Studio album by Soraya Arnelas
- Released: September 27, 2010
- Recorded: 2010
- Genre: Dance; pop; electropop; Europop;
- Length: 41:07
- Label: Sony Music Entertainment
- Producer: Soraya Arnelas; Juan Magan; Antoine Clamaran; TeeandGee; Toni Ten; Brian Cross;

Soraya Arnelas chronology
| Sin Miedo (2008) | Dreamer (2010) |  |

Singles from Dreamer
- "Live Your Dreams" Released: March 22, 2009; "Dreamer" Released: February 7, 2011;

= Dreamer (Soraya Arnelas album) =

Album of Spanish singer Soraya Arnelas

Dreamer is the fifth album by Spanish singer Soraya Arnelas released in Spain on September 27, 2010, by Sony Music.
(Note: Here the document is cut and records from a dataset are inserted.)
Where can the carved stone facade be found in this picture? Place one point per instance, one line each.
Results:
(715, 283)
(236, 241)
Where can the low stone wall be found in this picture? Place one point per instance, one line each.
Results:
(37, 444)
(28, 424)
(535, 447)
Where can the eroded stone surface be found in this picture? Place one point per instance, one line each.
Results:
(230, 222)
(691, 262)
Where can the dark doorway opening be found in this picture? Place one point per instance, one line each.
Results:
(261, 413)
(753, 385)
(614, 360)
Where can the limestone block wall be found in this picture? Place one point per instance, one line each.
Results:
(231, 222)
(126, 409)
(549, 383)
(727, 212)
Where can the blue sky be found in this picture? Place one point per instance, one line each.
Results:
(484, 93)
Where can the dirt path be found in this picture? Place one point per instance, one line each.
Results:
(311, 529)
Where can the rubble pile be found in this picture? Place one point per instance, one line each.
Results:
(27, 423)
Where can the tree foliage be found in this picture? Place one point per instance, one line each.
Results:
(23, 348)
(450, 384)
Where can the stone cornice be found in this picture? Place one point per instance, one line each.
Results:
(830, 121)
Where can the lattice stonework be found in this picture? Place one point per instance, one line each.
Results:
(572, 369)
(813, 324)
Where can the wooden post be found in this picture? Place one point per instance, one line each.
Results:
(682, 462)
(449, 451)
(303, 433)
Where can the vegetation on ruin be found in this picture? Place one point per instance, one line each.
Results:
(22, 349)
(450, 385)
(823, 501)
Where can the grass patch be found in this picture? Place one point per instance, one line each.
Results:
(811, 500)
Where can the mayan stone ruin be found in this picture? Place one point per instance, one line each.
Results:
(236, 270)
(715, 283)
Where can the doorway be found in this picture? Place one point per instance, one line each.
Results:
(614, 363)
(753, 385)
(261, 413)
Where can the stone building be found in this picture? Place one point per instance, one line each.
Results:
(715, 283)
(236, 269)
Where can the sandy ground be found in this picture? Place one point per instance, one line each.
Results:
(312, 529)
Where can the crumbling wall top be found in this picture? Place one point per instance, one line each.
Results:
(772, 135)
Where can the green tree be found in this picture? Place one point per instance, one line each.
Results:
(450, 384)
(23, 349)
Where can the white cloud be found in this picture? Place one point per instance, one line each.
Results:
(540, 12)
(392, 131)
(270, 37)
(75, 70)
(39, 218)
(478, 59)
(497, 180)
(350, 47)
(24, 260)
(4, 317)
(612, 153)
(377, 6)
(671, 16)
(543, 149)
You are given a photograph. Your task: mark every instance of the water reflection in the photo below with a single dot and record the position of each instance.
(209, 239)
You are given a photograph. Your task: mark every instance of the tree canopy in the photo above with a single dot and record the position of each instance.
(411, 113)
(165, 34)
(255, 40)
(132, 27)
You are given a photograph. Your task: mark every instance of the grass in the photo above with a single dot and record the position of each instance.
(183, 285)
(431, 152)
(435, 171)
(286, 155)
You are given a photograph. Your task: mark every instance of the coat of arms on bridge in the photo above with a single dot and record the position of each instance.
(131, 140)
It was her first album for the label and took six months to complete. Musically, it incorporates elements of Europop.

== Track listing ==

| No. | Title | Writer(s) | Length |
|---|---|---|---|
| 1. | "Dreamer" | Paul Brandoli | 3:30 |
| 2. | "Failing Me (Runaway)" | Steve Robson, Lucie Silvas | 3:13 |
| 3. | "Give You Up" | Lisa Rose, Juan Magan | 3:09 |
| 4. | "Ticking All The Boxes" | Sam McCarthy | 3:40 |
| 5. | "I Got You" | Dionisio Gómez Verdú | 3:33 |
| 6. | "You've Got The Music" | Jordi Garrido, Iván Torrent | 3:43 |
| 7. | "Electric Girl" | Serhat Bedük | 3:03 |
| 8. | "Twilight" | Hanne Sørvaag | 3:57 |
| 9. | "Live Your Dreams" (Feat. Antoine Clamaran) | Duane Harden, Antoine Clamaran | 3:21 |
| 10. | "In My Blood" | Thomas J. Heyerdahl | 3:08 |
| 11. | "Close To Me" | Ángel David López Álvarez | 7:11 |

==Charts==
Dreamer spent a total of 19 weeks on albums chart in Spain, peaking at number eight from sales in its first week of release.